A Suitable Boy, which was shot in India, is expected to be released soon in India on Netflix.
Like Nandita Das brought attention on freedom of speech in contemporary India with her 2018 film Manto, set during the Partition, Nair's series tackles the communal divide in India today.
"Not only does the story resonate today, but the production process and decisions made throughout the development of the project are vital," says Geoff Macnaughton, Lead Programmer of TIFF's Primetime programme for TV shows.

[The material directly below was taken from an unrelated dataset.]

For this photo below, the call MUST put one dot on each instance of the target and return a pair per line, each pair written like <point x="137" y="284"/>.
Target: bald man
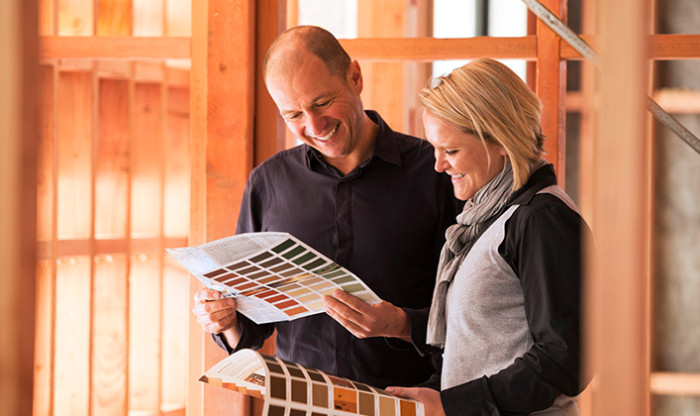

"As Mira has said many times, if filmmakers from India are unable to tell their own country's history, then the cycle of reductive representation continues. This is one of the many reasons that this series is important, and will resonate with contemporary audiences globally," adds Macnaughton, who is also TIFF's Senior Director, Industry & Theatrical.
Written by Andrew Davis (House of Cards, Pride and Prejudice), A Suitable Boy fills its episodes with the soul-stirring ghazals of Mirza Ghalib and Dagh Dehlvi and Rabindra Sangeet. British musician Alex Heffes, who composed the original score of Nair's Queen of Katwe (premiered at TIFF in 2016) collaborates with Anoushka Shankar for the music of A Suitable Boy.
(Faizal Khan curated India’s first football films festival with artist Riyas Komu at the 2011 International Film Festival of India, Goa. He was the curator of a football films programme in the Artists Cinema section of the second Kochi-Muziris Biennale in 2014.)